The Lawletter Vol 35 No 2, January 21, 2011
In order to reform the real estate settlement process, Congress passed the Real Estate Settlement Procedures Act ("RESPA"), 12 U.S.C. §§ 2601-2617. The purpose of the statute was to ensure that consumers are "provided with greater and more timely information on the nature and costs of the settlement process" and "protected from unnecessarily high settlement charges caused by certain abusive practices." 12 U.S.C. § 2601(a). One significant section, RESPA § 8(b), deals with "splitting charges":
(b) Splitting charges
No person shall give and no person shall accept any portion, split, or percentage of any charge made or received for the rendering of a real estate settlement service in connection with a transaction involving a federally related mortgage loan other than for services actually performed.
Id. § 2607(b). Although that provision talks about "splitting charges," the U.S. District Court for the Southern District of Ohio in Augenstein v. Coldwell Banker Real Estate LLC, No. 2:10‑cv‑191, 2010 WL 4537049 (S.D. Ohio Nov. 9, 2010), recently opined that the above provision can be violated even when there are not multiple settlement service providers splitting charges. The court held that the RESPA provision directing that "[n]o person shall give and no person shall accept any portion, split, or percentage of any charge made or received for the rendering of a real estate settlement service" except "for services actually performed" does not by its plain terms prohibit only the splitting of fees between multiple settlement service providers.
In the Ohio case, the Augensteins had entered into a federally related loan in order to finance their purchase. In connection to the sale and settlement, the Augensteins obtained settlement services from Coldwell Banker. At closing, Coldwell Banker charged the Augensteins an administrative fee of $199 in addition to the total sales/broker commission of $19,710. The Augensteins alleged that Coldwell Banker had not provided any services in exchange for the administrative fee and that the charging and the accepting of the fee violated RESPA because (1) it was a fee for which no services were rendered; and/or (2) it was a duplicative fee for services already rendered as part of the total sales/broker's commission. In holding that the Augensteins had stated a claim under RESPA and that a violation of § 2607(b) did not require multiple providers, the court commented:
This Court finds that the text of RESPA § 8(b) clearly and unambiguously prohibits undivided unearned fees.

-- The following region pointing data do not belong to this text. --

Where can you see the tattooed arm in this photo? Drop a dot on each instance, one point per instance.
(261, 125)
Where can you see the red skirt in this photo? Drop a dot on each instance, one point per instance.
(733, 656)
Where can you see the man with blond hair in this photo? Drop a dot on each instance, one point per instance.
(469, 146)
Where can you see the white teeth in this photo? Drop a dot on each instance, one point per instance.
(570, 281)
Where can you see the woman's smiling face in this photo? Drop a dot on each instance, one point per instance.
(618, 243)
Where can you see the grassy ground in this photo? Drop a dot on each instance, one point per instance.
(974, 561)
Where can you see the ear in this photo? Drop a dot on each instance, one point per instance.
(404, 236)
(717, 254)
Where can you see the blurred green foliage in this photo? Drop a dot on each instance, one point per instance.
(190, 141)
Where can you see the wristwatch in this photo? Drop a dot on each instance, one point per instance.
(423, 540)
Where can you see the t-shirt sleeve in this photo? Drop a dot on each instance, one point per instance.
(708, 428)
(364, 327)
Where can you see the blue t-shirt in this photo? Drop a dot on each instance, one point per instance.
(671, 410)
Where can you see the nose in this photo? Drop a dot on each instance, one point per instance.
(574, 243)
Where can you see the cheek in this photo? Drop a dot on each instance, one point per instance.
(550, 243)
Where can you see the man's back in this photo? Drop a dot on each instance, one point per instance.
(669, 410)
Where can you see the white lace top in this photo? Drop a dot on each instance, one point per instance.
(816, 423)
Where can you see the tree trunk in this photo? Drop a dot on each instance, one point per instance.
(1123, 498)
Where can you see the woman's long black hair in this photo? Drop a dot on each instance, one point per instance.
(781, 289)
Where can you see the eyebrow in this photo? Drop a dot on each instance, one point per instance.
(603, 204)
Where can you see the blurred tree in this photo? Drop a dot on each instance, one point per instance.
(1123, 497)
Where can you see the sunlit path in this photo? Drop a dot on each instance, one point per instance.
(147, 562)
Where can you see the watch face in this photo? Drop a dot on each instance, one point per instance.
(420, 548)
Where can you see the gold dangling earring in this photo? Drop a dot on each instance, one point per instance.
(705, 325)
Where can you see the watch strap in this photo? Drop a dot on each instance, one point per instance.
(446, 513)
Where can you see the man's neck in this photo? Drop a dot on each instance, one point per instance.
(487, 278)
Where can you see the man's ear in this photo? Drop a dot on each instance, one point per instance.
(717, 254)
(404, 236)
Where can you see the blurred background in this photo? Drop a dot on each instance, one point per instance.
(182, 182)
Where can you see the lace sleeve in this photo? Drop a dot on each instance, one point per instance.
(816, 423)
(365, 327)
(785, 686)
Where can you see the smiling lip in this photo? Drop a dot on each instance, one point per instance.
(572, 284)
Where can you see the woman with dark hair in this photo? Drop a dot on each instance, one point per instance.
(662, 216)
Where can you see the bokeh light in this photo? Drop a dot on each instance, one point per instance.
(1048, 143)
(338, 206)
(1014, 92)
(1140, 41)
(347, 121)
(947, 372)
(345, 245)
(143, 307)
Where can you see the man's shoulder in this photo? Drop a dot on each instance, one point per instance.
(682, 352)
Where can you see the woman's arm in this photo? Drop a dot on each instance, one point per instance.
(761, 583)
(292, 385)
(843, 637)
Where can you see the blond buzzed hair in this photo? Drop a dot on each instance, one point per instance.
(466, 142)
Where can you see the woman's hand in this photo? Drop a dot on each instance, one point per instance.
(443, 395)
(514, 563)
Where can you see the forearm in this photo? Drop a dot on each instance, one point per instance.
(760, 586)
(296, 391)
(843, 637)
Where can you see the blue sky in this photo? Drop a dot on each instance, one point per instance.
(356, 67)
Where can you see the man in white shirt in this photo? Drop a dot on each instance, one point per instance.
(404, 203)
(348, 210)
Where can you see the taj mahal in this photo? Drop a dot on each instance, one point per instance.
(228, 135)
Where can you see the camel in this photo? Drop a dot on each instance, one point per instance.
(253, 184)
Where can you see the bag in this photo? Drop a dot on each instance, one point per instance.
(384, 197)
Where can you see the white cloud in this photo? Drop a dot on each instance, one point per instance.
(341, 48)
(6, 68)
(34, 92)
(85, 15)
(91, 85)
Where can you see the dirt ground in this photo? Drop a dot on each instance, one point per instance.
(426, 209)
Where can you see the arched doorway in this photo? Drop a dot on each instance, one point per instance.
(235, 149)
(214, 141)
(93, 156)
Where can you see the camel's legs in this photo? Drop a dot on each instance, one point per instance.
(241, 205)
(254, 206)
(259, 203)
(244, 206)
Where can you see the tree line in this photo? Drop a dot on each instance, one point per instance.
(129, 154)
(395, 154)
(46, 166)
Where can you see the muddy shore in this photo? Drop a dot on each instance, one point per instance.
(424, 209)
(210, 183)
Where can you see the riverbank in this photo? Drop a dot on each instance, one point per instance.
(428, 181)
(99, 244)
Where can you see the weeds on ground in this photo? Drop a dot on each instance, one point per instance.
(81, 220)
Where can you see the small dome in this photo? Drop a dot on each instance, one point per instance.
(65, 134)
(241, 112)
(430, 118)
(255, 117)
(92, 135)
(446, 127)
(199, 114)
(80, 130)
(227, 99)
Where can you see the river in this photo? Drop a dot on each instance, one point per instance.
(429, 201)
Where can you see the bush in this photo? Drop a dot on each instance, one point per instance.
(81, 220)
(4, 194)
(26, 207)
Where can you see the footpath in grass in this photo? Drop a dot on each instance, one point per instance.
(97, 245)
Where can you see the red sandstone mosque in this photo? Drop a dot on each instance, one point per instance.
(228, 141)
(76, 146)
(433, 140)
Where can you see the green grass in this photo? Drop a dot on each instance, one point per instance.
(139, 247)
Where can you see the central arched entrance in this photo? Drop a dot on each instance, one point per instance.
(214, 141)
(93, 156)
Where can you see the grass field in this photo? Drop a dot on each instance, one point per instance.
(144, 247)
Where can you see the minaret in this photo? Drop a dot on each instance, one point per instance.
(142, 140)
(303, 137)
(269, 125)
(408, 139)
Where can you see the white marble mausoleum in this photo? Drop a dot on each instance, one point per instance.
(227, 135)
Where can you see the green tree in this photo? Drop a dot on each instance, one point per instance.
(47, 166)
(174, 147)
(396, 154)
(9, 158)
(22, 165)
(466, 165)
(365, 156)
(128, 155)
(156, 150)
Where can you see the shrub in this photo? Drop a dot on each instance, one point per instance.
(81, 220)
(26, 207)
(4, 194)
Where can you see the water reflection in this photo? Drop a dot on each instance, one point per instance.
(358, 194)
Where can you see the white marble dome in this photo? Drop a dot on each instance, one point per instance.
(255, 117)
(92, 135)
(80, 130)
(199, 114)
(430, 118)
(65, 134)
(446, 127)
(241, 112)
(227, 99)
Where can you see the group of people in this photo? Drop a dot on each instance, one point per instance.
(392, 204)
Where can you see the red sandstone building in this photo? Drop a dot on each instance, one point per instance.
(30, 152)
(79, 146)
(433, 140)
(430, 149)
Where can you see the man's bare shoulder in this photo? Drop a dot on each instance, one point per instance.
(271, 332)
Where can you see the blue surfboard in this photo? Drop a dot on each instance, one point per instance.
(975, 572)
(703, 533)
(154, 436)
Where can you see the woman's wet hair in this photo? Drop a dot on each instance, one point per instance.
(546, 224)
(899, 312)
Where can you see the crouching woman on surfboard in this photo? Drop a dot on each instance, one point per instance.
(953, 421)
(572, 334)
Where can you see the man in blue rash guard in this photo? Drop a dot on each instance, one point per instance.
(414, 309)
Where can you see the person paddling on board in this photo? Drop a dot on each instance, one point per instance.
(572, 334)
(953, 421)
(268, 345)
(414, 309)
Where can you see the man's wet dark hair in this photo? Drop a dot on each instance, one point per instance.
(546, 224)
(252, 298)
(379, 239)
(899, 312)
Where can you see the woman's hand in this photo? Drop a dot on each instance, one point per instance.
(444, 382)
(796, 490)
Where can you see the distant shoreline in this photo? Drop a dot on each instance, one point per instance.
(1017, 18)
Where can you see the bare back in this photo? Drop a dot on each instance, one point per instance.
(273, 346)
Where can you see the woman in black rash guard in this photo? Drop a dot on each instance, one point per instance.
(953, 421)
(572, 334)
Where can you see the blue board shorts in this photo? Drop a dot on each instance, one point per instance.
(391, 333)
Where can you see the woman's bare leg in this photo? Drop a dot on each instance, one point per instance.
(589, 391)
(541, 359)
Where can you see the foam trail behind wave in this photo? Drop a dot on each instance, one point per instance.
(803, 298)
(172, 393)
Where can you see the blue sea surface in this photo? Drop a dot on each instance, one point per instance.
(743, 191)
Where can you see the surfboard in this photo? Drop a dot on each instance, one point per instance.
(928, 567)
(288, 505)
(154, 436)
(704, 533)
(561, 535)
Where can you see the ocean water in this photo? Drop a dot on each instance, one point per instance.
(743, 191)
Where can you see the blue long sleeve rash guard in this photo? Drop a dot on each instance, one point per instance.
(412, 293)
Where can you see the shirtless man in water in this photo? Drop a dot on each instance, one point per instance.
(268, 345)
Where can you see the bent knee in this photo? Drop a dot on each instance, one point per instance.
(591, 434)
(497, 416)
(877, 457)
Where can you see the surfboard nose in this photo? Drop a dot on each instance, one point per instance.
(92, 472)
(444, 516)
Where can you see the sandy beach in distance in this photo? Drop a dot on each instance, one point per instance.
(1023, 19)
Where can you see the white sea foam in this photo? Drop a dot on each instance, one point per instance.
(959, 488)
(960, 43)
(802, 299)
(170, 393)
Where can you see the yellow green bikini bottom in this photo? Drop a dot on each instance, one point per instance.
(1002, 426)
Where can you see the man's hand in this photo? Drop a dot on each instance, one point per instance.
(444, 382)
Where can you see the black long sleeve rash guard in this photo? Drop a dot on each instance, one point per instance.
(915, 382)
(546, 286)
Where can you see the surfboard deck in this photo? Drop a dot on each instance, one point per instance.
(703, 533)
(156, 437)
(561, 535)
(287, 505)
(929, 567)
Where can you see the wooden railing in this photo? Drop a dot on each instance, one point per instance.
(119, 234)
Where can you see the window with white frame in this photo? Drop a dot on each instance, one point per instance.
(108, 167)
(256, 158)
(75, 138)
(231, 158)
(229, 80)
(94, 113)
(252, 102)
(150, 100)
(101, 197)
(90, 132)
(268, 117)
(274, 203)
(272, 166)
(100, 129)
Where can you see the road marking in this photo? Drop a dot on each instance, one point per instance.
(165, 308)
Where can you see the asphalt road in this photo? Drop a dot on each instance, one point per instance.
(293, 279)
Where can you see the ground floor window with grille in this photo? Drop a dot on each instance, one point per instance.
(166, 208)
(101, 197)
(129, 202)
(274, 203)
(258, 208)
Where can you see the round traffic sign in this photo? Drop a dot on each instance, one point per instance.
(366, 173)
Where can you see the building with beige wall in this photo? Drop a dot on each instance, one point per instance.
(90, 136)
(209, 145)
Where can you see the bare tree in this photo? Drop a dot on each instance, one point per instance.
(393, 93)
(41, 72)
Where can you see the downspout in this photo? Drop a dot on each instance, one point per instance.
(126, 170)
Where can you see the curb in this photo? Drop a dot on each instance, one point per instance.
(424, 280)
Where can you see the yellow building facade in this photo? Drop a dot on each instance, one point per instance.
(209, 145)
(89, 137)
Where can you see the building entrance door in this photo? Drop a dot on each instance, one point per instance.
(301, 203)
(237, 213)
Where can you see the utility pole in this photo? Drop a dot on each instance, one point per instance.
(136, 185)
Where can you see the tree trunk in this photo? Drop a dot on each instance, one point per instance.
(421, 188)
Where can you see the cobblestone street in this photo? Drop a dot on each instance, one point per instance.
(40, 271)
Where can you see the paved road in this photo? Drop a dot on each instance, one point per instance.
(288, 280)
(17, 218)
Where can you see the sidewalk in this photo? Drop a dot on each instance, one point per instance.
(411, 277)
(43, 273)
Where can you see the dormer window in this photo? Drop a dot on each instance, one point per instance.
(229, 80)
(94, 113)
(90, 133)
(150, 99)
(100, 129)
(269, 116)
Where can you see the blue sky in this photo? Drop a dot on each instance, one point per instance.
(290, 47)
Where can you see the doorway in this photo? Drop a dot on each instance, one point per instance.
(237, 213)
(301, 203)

The statute explicitly states that "[n]o person shall give and no person shall accept" any part of a fee "other than for services actually performed." RESPA § 8(b). In OfficeMax, Inc. v. United States, the Sixth Circuit said that "and" should presumptively be read conjunctively. 428 F.3d 583, 589 (citing Crooks v. Harrelson, 282 U.S. 55, 58, 51 S.Ct. 49, 75 L.Ed. 156 (1930)). But if this reading would lead to incoherent or absurd results, then "and" should be read disjunctively to mean "or." Id. at 589‑90. Keeping in mind that "[i]t has long been a 'familiar canon of statutory construction that remedial legislation should be construed broadly to effectuate its purposes,[']" Carter, 553 F.3d at 985 (quoting Tcherepnin v. Knight, 389 U.S. 332, 336, 88 S.Ct. 548, 19 L.Ed.2d 564 (1967)), it would lead to absurd results if two settlement service providers could violate § 8(b) by sharing an unearned fee, but one settlement service provider could freely charge consumers such fees. Thus, the "and" in § 8(b) creates two prohibitions: it prohibits a settlement service provider from charging a fee for which no work is performed, and it prohibits a settlement service provider from receiving such a fee. The violation exists regardless of whether the provider is sharing that fee with another. See Sosa, 348 F.3d at 982; see also Santiago, 417 F.3d at 388.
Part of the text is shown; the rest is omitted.